There will be elements of discovery, conversation, and the kind of shared experience that makes the ideas feel less theoretical. I want the room to reflect the thing we are discussing. Not just people talking about connection, but people actually feeling it.
Los Angeles feels like the right next place for this work.
New York gave us the foundation. It gave us the urgency, the rooms, and the proof that these conversations needed to happen. Los Angeles offers a different kind of possibility. The overlap between beauty, entertainment, hospitality, wellness, media, technology, and community is already there. There is more space to explore what happens when those worlds meet with intention.
And that matters to me because T8C is not meant to look exactly the same in every city.
The audience may shift. The partnerships may shift. The spaces may shift. The way the experience comes to life may shift.

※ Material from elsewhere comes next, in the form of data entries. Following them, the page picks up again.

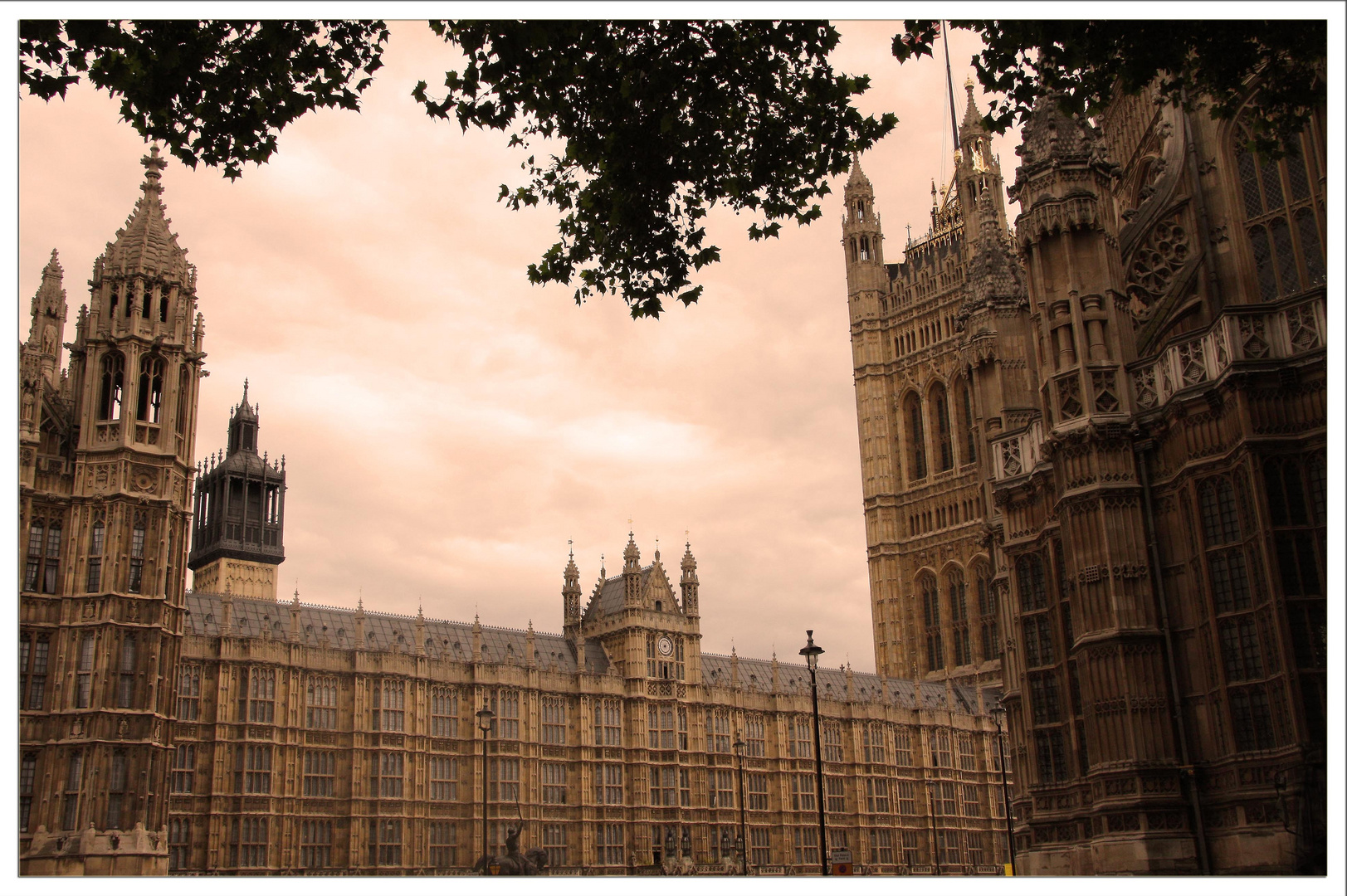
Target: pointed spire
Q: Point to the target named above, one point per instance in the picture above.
(146, 243)
(971, 114)
(857, 179)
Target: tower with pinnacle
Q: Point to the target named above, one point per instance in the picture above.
(240, 514)
(932, 602)
(105, 476)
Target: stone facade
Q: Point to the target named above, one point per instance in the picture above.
(1145, 358)
(224, 732)
(321, 740)
(105, 466)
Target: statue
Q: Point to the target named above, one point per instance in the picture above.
(512, 864)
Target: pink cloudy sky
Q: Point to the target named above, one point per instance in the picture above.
(447, 426)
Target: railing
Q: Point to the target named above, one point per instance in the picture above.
(1238, 336)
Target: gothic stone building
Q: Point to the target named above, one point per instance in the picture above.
(221, 731)
(105, 466)
(1094, 469)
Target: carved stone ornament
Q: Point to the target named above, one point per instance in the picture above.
(1154, 267)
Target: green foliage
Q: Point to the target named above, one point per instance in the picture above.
(657, 121)
(214, 92)
(1085, 62)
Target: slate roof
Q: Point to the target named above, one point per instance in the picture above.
(613, 592)
(756, 675)
(335, 628)
(146, 243)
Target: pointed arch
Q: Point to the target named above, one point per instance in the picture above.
(964, 421)
(942, 438)
(930, 592)
(149, 392)
(912, 419)
(110, 392)
(957, 598)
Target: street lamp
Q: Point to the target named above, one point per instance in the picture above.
(484, 723)
(811, 655)
(997, 712)
(744, 829)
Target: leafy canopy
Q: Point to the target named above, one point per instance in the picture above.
(1085, 62)
(657, 120)
(214, 92)
(661, 120)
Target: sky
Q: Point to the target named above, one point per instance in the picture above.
(451, 431)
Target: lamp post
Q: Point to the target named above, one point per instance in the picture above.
(744, 827)
(811, 655)
(997, 712)
(484, 723)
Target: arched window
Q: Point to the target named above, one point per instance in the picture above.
(138, 557)
(1225, 553)
(151, 388)
(988, 612)
(110, 401)
(95, 566)
(1279, 205)
(931, 615)
(1033, 593)
(183, 390)
(127, 673)
(968, 444)
(916, 437)
(939, 405)
(957, 593)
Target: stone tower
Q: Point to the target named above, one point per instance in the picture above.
(240, 515)
(105, 476)
(1144, 430)
(932, 601)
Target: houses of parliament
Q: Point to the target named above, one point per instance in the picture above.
(1093, 465)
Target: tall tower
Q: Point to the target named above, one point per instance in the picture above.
(932, 606)
(107, 466)
(240, 515)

But the core idea stays the same.
How do we help people feel more considered?
How do we help brands create relationships instead of just reach?
How do we use technology to make an experience more personal without losing the intimacy that made beauty matter in the first place?
Beyond the Counter is the next chapter because it brings those questions together.
It is a declaration of where Triple Eight Creative is going next. Into new markets. Into new rooms. Into deeper partnerships. Into a version of beauty that understands its role in culture, hospitality, community, and the way people want to be met.
I am not interested in making beauty louder.
I am interested in making it mean more.
And I think that starts when we remember that beauty is not only about connection to ourselves.
It is also one of the ways we connect with each other.